Y le di vueltas y vueltas a qué podría escribir, y nada. Secano.

Pero esta semana es, oficialmente, mi reincorporación a la rutina de la oficina. Sí, esa oficina de moqueta azul, sucia, devoradora de clips. Sí, esa rutina de calentar tuppers en un microondas en el que, probablemente, la policía científica encontraría todo tipo de restos humanos. Y, al contrario de lo que pensaba poniéndome el traje negro de oficinista, hoy ha florecido una idea en mi mente. Y aquí estoy, escribiéndolo.

¿Y cuál es esa idea? Follar con gente que nos cae mal, como concepto. Así, en resumen.

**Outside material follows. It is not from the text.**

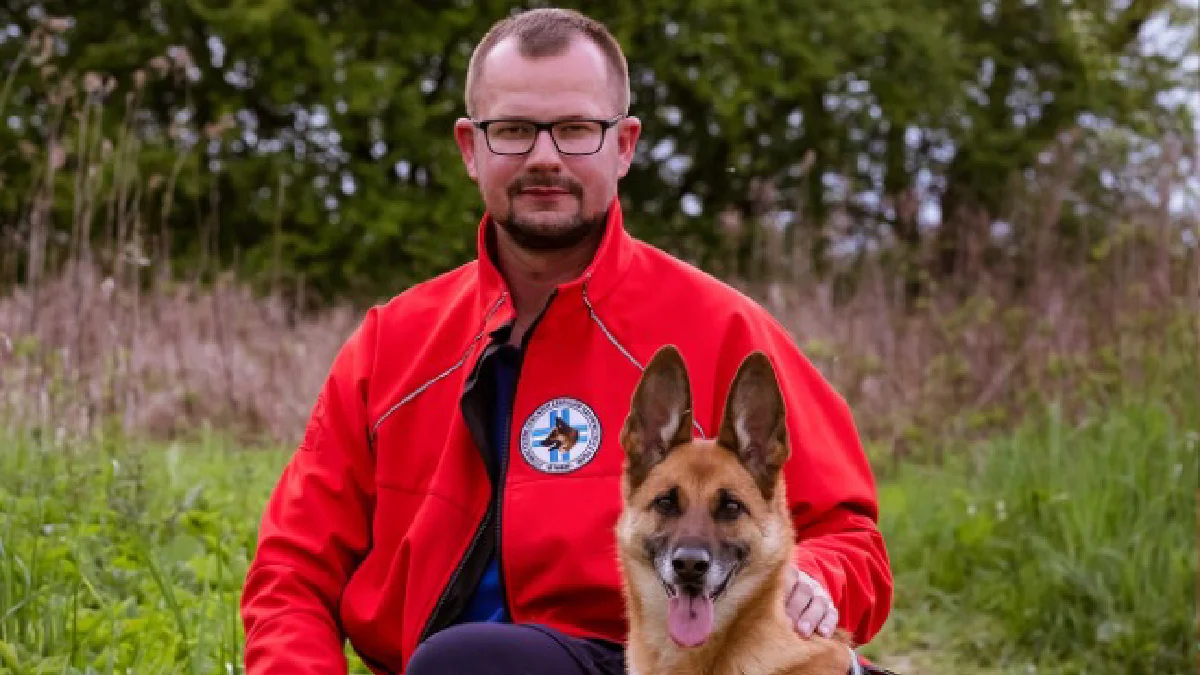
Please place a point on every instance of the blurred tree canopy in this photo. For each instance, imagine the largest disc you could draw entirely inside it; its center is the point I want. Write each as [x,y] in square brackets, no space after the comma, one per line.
[309,138]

Empecemos.

Sé que todos los hemos sentido alguna vez en nuestra vida (o protovida en mi caso, que llevo con la misma persona desde los albores de la humanidad y nunca lo he odiado). Pero ya sabéis que mis amigas son mis musas y una aprende mucho de lo que tiene alrededor mientras un montón de mujeres beben como vikingos. Una mujer aprende mucho, quiero decir, si escucha. Si bebe como vikinga no aprende, se emborracha mucho y muy fuerte y termina vomitando en casa de sus padres dentro de una bolsa de El Corte Inglés que, maldita sea ella, tiene un jodido agujero. No es que me haya pasado, eh…

Ejem, ejem.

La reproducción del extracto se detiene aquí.